Menos tempo na escola Esse cenário de escolas com piores condições para os alunos de baixa renda pode influenciar para que esses alunos saiam mais cedo da escola. Dados da Pesquisa Nacional por Amostra de Domicílios (Pnad), do IBGE, mostram que os alunos de baixa renda entram mais tarde na escola e saem muito mais cedo. Enquanto que com 2 anos mais de 70% das crianças de famílias de renda acima de dois salários mínimos per capita estão na escola, entre os alunos de renda per capita inferior a um salário mínimo o percentual só supera 50% aos três anos. Jovens de alta renda em sua maioria estudam até os 21 anos, enquanto os de baixa renda permanecem só até os 17. Para Luiz Scorzafave, professor da USP, ressalta que a desigualdade já aparece na primeira infância. Ele destaca que "é possível que essa inserção desigual no sistema escolar tenha efeitos de longo prazo, seja no melhor aprendizado que esses alunos terão durante o ensino fundamental seja na decisão de permanecer estudando após os 13 anos”.

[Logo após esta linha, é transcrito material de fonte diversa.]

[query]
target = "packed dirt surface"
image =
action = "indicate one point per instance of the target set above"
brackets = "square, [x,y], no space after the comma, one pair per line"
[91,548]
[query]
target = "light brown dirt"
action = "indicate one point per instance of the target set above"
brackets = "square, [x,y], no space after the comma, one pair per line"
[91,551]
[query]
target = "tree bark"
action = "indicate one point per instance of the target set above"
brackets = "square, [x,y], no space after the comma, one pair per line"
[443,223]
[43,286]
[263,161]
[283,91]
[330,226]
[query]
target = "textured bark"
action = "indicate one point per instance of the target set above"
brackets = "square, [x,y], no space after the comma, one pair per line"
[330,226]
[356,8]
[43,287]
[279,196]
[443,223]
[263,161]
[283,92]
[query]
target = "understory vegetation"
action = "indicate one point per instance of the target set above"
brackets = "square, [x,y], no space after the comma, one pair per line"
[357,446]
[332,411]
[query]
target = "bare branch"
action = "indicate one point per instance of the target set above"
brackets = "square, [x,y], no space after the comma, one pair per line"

Soluções precisam ser diferentes a depender do contexto da escola Capítulo inédito do relatório do Excelência com Equidade, da Fundação Lemann em parceria com o Itaú BBA e o Instituto Credit Suisse Hedging-Griffo, aponta que contexto da escola exige que algumas soluções tenham que ser diferentes, ainda que compartilhem a característica de atenderem alunos de baixo nível socioeconômico dos anos finais do ensino fundamental. O documento analisa semelhanças e diferenças de escolas com bons resultados em três grupos: área rural, grandes metrópoles e pertencentes a redes que já vêm em um percurso de melhora há vários anos. Entre outros aspectos, o capítulo mostra que nos grandes centros é fundamental buscar combater a rotatividade do corpo docente, enquanto nas áreas rurais com poucos
recursos o foco das escolas tem sido construir uma relação de ajuda mútua com a comunidade. Denis Mizne, diretor executivo da Fundação Lemann, ressalta que “uma educação de qualidade é uma educação que olha para o aprendizado de todos e cada um dos alunos”. Ele complementa que todas as políticas educacionais precisam olhar para a questão, de modo a garantir uma implementação que atenda às necessidades dos alunos e de suas escolas.
[1] Todo ano em que a avaliação ocorre, esses questionários são aplicados de forma a mapear informações sobre as percepções desses atores e a coletar algumas características individuais e da escola. Esses mapeamentos são de grande importância para a realização de estudos acadêmicos e para orientar políticas públicas.